At its technology event here on Monday (Oct. 13), Renesas also vowed that it would continue to keep its integrated device manufacturing (IDM) strategy intact, especially at a time when many of its rivals are moving towards a fab-lite or fabless model. And the company is racing to develop next-generation chips based on 32-nm technology.
On the business front, like all chip makers, Renesas (Tokyo) faces the possible impact of the current economic crisis and IC slowdown. The world's largest supplier of microcontrollers sells its products into the slumping automotive, consumer, industrial and related sectors. It also makes analog products, system-on-a-chip (SOC) devices, wireless ICs and others.

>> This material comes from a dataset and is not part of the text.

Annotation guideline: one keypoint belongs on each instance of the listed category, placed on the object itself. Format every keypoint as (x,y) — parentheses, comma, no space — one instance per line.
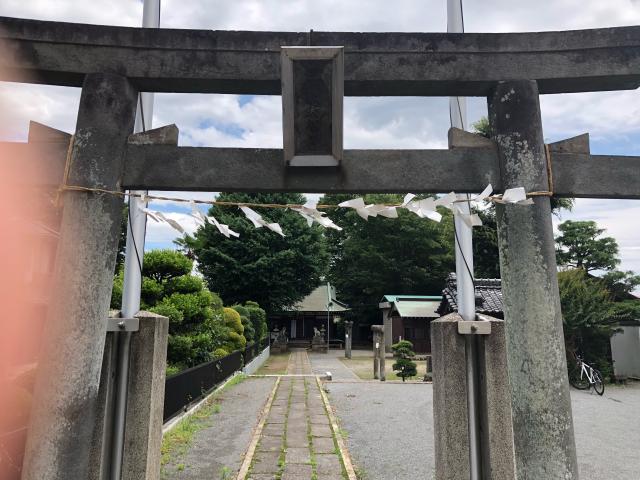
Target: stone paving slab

Renesas has not publically lowered its sales and profit forecasts for fiscal 2008. But clearly, the current economic crisis in the United States and elsewhere could have a ''severe effect'' on the semiconductor industry, warned Katsuhiro Tsukamoto, president and chief operating officer at Renesas.
"Consumer demand will drop," Tsukamoto told EE Times in an interview. Worldwide capital spending ''will slow down.''
In 2002, Japan's Hitachi Ltd. and Mitsubishi Electric combined their logic chip units to form Renesas. In 2007, Renesas was the world's eighth largest IC maker in terms of sales, according to iSuppli Corp. (El Segundo, Calif.).